Открылась дверь, и буфетчица внесла на подносе пять бутылок лимонада и стаканы. Откупорила бутылки, налила каждому и бесшумно удалилась. Леонид Иванович выпил стакан, налил еще и выпил. И инженеры скромно отхлебнули из своих стаканов.

- Четыре раза технический совет министерства принимал решение о проектировании машины, - продолжал Дроздов посвежевшим голосом. - Министр издал два приказа. Товарищ Шутиков и я много раз устно и письменно напоминали... Да что там говорить - вот некоторые документы, которые мы подняли. Вы ознакомитесь с ними.
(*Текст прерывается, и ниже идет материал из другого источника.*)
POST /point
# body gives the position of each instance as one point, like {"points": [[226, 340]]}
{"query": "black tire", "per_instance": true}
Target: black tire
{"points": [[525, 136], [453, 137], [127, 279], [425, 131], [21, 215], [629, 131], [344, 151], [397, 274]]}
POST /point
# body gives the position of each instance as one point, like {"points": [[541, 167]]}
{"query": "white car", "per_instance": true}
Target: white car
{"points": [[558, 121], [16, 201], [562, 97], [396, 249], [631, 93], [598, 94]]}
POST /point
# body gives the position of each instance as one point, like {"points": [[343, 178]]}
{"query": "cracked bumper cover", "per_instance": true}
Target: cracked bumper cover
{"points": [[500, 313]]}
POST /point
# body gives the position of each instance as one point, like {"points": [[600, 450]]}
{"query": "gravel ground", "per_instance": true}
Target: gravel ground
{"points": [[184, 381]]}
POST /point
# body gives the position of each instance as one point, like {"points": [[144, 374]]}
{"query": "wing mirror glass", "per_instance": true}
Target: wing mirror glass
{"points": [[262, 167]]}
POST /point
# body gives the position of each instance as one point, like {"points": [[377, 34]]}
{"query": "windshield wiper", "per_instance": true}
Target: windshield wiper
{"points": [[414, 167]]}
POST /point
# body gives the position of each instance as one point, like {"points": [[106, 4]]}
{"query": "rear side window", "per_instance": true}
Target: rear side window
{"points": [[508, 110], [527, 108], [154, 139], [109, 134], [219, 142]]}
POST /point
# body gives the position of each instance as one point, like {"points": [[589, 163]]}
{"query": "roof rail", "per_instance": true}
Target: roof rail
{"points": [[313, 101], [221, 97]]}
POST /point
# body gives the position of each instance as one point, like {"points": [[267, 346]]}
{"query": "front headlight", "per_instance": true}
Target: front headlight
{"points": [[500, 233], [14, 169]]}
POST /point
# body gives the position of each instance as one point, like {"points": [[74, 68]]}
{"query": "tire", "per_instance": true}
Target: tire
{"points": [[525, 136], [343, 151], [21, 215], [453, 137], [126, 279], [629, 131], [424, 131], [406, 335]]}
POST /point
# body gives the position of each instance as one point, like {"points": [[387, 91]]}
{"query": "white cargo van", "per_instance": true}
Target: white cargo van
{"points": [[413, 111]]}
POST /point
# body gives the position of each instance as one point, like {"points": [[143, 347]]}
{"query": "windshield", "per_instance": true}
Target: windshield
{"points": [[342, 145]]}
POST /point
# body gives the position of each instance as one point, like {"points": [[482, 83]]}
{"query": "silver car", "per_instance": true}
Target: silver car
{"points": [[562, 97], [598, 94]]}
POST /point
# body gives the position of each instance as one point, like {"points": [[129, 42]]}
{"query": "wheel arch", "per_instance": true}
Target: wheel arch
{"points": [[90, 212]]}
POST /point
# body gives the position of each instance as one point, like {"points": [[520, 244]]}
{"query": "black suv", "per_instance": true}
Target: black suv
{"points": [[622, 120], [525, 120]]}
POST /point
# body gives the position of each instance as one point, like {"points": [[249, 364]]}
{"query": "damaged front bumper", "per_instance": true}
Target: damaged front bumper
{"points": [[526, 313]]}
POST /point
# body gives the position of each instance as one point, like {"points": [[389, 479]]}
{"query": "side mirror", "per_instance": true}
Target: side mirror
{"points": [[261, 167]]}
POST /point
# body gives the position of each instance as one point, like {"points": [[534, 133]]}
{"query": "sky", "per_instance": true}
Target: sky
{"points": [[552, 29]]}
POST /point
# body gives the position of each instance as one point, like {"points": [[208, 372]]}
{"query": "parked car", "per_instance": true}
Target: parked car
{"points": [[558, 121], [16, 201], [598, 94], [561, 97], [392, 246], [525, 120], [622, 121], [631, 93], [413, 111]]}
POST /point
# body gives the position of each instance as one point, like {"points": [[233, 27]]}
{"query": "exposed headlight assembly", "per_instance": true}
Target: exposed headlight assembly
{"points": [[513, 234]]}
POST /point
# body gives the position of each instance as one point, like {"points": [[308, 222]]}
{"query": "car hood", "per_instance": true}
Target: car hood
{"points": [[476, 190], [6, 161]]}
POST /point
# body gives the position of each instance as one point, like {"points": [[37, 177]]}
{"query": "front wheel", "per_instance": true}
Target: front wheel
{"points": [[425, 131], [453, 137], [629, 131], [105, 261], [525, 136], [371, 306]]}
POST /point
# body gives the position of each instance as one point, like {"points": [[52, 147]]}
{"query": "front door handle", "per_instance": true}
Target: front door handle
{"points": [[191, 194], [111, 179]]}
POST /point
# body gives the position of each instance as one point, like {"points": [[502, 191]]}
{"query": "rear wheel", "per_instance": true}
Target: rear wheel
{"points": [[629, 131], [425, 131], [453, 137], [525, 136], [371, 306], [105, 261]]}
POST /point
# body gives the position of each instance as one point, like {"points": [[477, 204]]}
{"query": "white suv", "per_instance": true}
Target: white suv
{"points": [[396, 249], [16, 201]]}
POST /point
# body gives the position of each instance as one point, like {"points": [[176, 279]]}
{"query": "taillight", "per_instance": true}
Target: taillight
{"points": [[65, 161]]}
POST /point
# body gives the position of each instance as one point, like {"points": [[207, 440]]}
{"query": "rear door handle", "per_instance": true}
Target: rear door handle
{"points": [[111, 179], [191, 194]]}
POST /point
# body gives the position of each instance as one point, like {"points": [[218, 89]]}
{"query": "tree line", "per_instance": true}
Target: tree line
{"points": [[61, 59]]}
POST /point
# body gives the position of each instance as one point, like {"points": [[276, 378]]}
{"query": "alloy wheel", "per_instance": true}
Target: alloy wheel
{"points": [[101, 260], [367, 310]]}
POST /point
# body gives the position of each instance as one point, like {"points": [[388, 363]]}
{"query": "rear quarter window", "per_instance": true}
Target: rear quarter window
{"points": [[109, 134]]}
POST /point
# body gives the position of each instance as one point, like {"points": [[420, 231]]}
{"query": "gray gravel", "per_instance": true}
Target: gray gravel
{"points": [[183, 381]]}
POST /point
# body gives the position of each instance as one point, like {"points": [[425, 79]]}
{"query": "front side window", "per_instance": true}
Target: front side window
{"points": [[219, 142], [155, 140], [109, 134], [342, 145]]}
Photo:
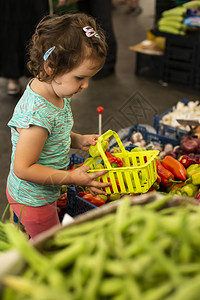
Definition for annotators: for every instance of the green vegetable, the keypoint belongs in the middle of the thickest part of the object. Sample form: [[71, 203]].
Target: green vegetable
[[144, 252]]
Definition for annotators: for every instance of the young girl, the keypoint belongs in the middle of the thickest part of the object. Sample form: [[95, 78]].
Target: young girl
[[65, 52]]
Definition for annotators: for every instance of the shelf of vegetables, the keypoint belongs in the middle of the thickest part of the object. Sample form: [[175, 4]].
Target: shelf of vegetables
[[144, 247], [173, 167]]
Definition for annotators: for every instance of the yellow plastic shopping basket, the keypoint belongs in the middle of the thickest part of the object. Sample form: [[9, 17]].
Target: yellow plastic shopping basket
[[137, 174]]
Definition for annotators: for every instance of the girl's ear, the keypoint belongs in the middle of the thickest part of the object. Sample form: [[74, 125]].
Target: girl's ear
[[48, 69]]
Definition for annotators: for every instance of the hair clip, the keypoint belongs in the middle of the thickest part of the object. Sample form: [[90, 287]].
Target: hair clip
[[89, 32], [48, 52]]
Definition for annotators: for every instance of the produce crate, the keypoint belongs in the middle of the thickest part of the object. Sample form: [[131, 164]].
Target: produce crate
[[152, 137], [149, 65], [14, 263], [166, 130], [75, 204], [148, 137]]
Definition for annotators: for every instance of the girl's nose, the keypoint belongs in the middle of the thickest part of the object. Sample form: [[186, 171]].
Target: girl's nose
[[84, 84]]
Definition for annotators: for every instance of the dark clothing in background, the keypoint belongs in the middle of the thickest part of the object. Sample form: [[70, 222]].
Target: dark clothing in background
[[101, 10], [18, 20]]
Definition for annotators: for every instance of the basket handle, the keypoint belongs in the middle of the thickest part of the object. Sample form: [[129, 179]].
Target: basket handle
[[104, 137]]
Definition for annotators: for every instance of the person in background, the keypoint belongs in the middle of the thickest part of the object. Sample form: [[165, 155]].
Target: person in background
[[65, 52], [18, 20], [133, 7]]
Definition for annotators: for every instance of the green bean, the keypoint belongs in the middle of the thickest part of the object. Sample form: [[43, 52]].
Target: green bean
[[36, 260], [111, 286], [132, 289], [86, 227], [159, 292], [93, 284], [146, 236], [167, 263], [189, 268], [155, 205]]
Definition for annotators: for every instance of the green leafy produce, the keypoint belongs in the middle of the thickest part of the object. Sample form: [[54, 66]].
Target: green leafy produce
[[140, 252], [4, 243]]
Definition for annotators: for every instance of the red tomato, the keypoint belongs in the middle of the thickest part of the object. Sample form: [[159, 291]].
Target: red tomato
[[62, 201], [96, 200]]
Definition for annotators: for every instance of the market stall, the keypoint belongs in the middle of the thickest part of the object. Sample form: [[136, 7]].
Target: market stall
[[140, 241]]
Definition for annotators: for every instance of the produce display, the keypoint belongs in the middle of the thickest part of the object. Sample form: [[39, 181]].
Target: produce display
[[138, 252], [4, 243], [185, 111], [172, 20], [130, 248]]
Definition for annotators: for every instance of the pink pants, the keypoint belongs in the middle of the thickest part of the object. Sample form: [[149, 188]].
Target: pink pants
[[35, 219]]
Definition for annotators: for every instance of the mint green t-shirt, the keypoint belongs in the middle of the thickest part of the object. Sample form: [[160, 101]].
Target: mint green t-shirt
[[33, 109]]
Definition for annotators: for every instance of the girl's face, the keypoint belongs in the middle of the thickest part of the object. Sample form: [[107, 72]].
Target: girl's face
[[68, 84]]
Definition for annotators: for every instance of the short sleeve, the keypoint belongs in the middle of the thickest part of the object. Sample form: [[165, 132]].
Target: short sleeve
[[39, 117]]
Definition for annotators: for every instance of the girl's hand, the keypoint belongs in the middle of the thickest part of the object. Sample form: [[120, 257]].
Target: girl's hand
[[80, 176], [87, 140], [83, 142], [61, 3]]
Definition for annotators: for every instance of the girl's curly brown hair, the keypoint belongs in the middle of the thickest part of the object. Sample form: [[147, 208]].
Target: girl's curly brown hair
[[72, 45]]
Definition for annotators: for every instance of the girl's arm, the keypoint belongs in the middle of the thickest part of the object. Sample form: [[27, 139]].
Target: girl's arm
[[83, 142], [29, 147]]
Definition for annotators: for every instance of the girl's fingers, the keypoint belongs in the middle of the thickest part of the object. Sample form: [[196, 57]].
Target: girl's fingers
[[99, 173], [93, 190]]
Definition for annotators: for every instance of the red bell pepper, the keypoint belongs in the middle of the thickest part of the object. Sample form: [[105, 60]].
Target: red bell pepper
[[81, 194], [186, 161], [114, 159], [174, 166], [167, 177], [96, 200]]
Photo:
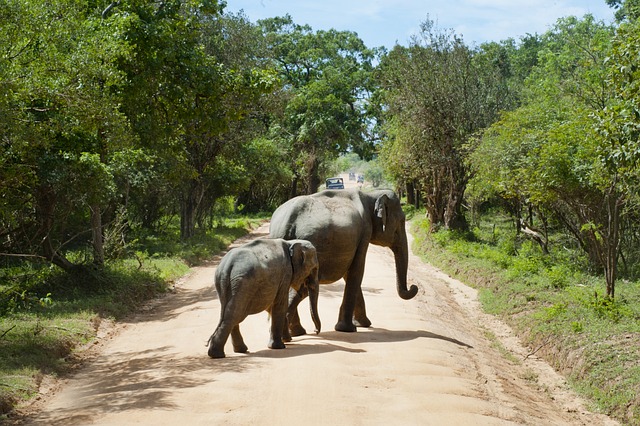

В вашу задачу входит установить виновников этой беспрецедентной в-волокиты. - Тут Леонид Иванович вышел из-за стола и принялся ходить по ковру. - Теперь о машине Гипролито. - Он прошел на другой конец кабинета и там остановился. - В то время как этот институт всячески тормозил изобретение Лопаткина, ряд его работников, совместно с нашими учеными-корифеями спешно проталкивали свою машину, ту самую, Сергей Сергеевич, которая вам причинила столько хлопот. Им удалось протолкнуть ее. Они ввели в заблуждение руководство министерства, дав неправильную оценку машине Лопаткина, а свою - расхвалили сверх меры, где могли, скрыв один существеннейший ее недостаток. Теперь из-за этого мы имеем перерасход металла порядка шестидесяти тысяч тонн.